Short Name |
HTTP:STC:DL:EMF-OF |
---|---|
Severity |
Major |
Recommended |
No |
Recommended Action |
Drop |
Category |
HTTP |
Keywords |
EMF GDIplus GpFont.SetData Integer Overflow |
Release Date |
2010/09/22 |
Update Number |
1777 |
Supported Platforms |
idp-4.0+, isg-3.1.134269+, j-series-9.5+, mx-11.4+, srx-12.1+, srx-branch-12.1+, vmx-17.4+, vsrx-12.1+, vsrx3bsd-18.2+ |
This signature detects attempts to exploit a known vulnerability against the Microsoft EMF file format parser. Attackers can craft a malicious emf file, which if a user downloads, allows the attacker to execute arbitrary code in the context of the user.

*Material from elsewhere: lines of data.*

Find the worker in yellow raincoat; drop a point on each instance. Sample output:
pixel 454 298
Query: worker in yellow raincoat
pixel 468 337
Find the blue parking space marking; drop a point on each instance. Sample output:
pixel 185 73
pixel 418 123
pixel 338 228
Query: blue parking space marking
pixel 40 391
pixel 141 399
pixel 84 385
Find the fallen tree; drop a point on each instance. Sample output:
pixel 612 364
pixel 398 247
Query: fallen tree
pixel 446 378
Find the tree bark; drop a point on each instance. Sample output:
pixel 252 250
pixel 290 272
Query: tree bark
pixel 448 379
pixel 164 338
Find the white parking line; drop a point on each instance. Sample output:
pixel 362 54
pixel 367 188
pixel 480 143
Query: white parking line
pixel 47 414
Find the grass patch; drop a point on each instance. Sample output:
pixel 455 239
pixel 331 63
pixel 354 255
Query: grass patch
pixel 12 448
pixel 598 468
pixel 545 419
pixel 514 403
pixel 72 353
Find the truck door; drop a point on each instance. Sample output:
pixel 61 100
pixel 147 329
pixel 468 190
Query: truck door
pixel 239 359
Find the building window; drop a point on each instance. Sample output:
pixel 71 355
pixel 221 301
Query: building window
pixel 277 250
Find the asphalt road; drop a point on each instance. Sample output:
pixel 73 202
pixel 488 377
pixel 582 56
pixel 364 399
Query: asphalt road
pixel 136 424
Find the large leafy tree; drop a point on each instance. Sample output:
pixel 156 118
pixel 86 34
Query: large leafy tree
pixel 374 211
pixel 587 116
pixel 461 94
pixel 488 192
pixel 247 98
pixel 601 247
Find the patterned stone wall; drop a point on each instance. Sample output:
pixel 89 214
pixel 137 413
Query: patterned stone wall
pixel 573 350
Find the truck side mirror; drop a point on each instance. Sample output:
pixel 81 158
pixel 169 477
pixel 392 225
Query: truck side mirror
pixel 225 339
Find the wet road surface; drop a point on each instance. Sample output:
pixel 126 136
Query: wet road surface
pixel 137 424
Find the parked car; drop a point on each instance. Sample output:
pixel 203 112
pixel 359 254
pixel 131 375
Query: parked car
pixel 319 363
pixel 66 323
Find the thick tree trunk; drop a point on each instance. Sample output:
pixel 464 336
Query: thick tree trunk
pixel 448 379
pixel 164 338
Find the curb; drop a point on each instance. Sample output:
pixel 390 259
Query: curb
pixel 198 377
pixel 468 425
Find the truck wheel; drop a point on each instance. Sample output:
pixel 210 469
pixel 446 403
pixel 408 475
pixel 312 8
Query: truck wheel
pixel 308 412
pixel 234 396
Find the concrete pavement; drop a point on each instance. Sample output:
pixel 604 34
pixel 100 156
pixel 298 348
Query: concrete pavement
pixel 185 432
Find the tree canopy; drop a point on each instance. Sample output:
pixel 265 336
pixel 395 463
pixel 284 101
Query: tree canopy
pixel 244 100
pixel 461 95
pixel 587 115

Microsoft GDI+ is prone to a stack-based buffer-overflow vulnerability that occurs when an application that uses the library tries to process a specially crafted EMF (Enhanced Metafile) image file. Successfully exploiting this issue causes applications using the affected library to crash. Due to the nature of this issue, attackers may be able to execute arbitrary code in the context of the currently logged-in user; this has not been confirmed. NOTE (March 25, 2009): Further investigation reveals that this issue is in fact a new issue and has been assigned its own BID. Information that was added on March 24, 2009 to BID 31019 ('Microsoft GDI+ EMF Image Processing Memory Corruption Vulnerability') is now provided in this BID. UPDATE (March 26, 2009): Further analysis indicates that successful exploits will not likely result in remote code execution; the impact for this issue has been adjusted accordingly.